Polskie dane makroekonomiczne, jakie pojawią się w tym tygodniu, pomogą w podjęciu decyzji w sprawie podniesienia stóp procentowych w maju bądź pozostawieniu ich na niezmienionym poziomie już 11. miesiąc z rzędu – powiedziała Anna Zielińska-Głębocka, członek Rady Polityki Pieniężnej.

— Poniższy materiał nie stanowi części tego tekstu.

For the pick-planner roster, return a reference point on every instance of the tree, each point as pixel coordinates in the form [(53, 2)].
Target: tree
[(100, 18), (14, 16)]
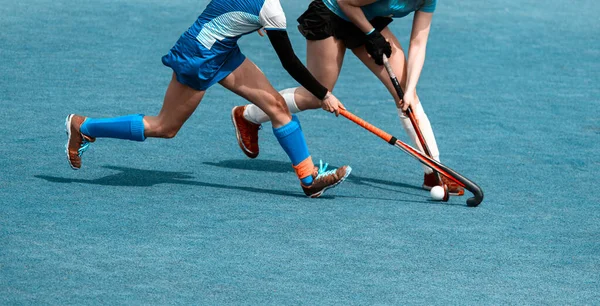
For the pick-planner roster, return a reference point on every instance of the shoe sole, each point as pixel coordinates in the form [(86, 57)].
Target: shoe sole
[(456, 194), (318, 194), (239, 138), (68, 131)]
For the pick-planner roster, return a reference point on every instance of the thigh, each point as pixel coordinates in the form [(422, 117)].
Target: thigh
[(179, 103), (251, 84), (397, 61), (324, 59)]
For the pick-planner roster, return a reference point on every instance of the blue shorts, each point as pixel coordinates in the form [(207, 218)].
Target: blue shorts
[(198, 67)]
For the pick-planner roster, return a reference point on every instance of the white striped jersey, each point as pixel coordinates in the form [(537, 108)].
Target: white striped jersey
[(223, 22)]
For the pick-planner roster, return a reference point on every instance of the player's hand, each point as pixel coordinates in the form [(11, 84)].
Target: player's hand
[(332, 104), (377, 46), (410, 99)]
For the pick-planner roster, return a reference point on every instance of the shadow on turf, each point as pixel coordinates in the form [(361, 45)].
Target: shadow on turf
[(146, 178), (284, 167)]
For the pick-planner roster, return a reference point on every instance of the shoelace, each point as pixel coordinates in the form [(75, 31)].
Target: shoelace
[(84, 146), (322, 170)]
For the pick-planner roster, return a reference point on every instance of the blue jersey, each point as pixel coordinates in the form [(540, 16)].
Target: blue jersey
[(223, 22), (384, 8)]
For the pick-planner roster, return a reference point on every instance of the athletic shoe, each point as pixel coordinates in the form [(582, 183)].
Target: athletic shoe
[(430, 180), (323, 179), (77, 143), (246, 132)]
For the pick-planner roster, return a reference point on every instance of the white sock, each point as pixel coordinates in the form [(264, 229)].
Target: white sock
[(254, 114), (425, 127)]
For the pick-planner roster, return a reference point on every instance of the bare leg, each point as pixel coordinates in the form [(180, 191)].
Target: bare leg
[(398, 63), (324, 59), (179, 104), (250, 83)]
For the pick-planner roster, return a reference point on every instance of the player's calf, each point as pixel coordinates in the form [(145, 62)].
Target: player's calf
[(245, 131)]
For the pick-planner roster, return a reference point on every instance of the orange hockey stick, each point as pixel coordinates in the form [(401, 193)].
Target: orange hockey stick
[(426, 160)]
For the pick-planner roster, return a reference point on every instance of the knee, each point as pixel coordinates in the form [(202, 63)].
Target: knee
[(277, 106), (166, 131)]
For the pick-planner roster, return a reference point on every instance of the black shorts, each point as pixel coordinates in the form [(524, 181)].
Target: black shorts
[(319, 22)]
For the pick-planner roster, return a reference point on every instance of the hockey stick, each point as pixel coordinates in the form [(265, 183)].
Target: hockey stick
[(425, 160), (413, 121)]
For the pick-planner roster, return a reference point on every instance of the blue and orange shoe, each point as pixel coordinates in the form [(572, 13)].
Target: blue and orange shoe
[(323, 179), (77, 143)]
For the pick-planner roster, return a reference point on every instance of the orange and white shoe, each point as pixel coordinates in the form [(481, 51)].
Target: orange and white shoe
[(246, 132), (77, 143), (323, 179), (430, 180)]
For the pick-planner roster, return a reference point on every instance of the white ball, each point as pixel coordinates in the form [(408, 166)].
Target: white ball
[(437, 193)]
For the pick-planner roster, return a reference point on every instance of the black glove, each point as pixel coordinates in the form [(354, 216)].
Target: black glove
[(377, 46)]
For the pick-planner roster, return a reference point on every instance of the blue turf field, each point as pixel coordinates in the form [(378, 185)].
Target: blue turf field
[(511, 88)]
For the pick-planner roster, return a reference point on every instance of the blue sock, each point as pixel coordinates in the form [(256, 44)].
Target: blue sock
[(292, 141), (127, 127)]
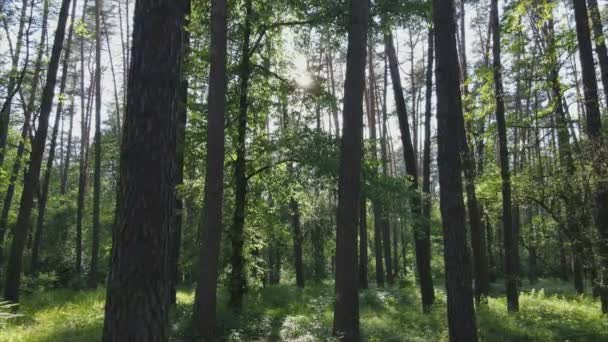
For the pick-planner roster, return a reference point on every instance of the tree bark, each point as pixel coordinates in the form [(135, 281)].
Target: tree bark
[(363, 258), (25, 130), (594, 131), (137, 306), (238, 279), (422, 238), (44, 191), (426, 160), (206, 292), (600, 43), (21, 229), (510, 236), (5, 114), (95, 231), (461, 312), (380, 220), (346, 310)]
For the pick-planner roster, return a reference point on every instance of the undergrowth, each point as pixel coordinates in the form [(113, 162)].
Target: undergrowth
[(549, 312)]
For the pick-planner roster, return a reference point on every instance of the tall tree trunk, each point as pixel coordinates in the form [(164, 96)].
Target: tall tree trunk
[(25, 130), (65, 173), (84, 145), (461, 312), (363, 258), (137, 306), (569, 194), (206, 292), (237, 282), (510, 236), (594, 131), (297, 242), (426, 160), (422, 236), (600, 43), (95, 231), (5, 114), (176, 233), (380, 221), (44, 191), (480, 261), (21, 229), (346, 310)]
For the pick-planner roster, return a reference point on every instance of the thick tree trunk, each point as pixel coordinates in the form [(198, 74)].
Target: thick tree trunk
[(461, 311), (594, 131), (297, 242), (363, 258), (65, 173), (84, 145), (480, 261), (238, 279), (44, 191), (95, 231), (426, 160), (176, 233), (25, 130), (600, 43), (137, 306), (380, 220), (510, 236), (346, 310), (5, 114), (21, 230), (422, 238)]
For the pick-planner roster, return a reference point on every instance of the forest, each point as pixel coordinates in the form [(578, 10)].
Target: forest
[(303, 170)]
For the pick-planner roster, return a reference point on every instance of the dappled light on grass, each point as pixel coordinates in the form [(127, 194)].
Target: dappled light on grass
[(549, 312)]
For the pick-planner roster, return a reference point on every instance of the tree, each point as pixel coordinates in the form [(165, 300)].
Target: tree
[(94, 269), (428, 295), (25, 131), (421, 236), (510, 236), (346, 309), (21, 229), (461, 312), (594, 131), (14, 82), (206, 291), (137, 304), (42, 201)]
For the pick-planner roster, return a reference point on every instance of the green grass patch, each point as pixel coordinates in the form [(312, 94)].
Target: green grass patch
[(550, 311)]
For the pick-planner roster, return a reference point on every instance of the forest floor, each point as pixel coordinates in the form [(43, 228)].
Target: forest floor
[(549, 312)]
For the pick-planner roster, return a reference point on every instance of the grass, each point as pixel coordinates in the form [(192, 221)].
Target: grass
[(550, 311)]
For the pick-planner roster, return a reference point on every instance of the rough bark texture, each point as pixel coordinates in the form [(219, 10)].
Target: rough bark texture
[(422, 238), (137, 304), (380, 221), (478, 241), (44, 191), (510, 236), (297, 242), (25, 130), (237, 283), (95, 231), (363, 258), (182, 120), (594, 131), (461, 312), (426, 160), (5, 114), (600, 43), (206, 292), (346, 310), (21, 229)]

Jeśli dane na temat produkcji, płac i zatrudnienia „powinny być wystarczające” dla wstępnej oceny tempa i struktury wzrostu gospodarczego, to decyzja „nie będzie łatwa”. Inflacja napędzana przez podaż może okazać się odporna na wyższe koszty kredytu, bowiem zeszłoroczna podwyżka jeszcze w pełni nie ujawniła swoich skutków – podkreśliła Zielińska-Głębocka w rozmowie za agencją Bloomberg.
Bank centralny ostrzegł 4 kwietnia, że podniesie stopy procentowe, jeśli zwolnienie wzrostu gospodarczego nie zdoła wyhamować inflacji, która od stycznia 2011 roku przekracza górny pułap celu inflacyjnego. Tego samego dnia RPP pozostawiła siedmiodniową stopę procentową na poziomie 4,5 proc., najwyższym od stycznia 2009 roku.
Bank „zbliża się do momentu, kiedy poważnie rozważa” podniesienie kosztów kredytu – oświadczył Marek Belka prezes Narodowego Banku Polskiego po ostatniej decyzji RPP. Jeszcze w zeszłym miesiącu Belka mówił, że woli raczej poczekać z podwyżką niż znaleźć się w obliczu konieczności zmiany decyzji, kiedy gospodarka zwolni.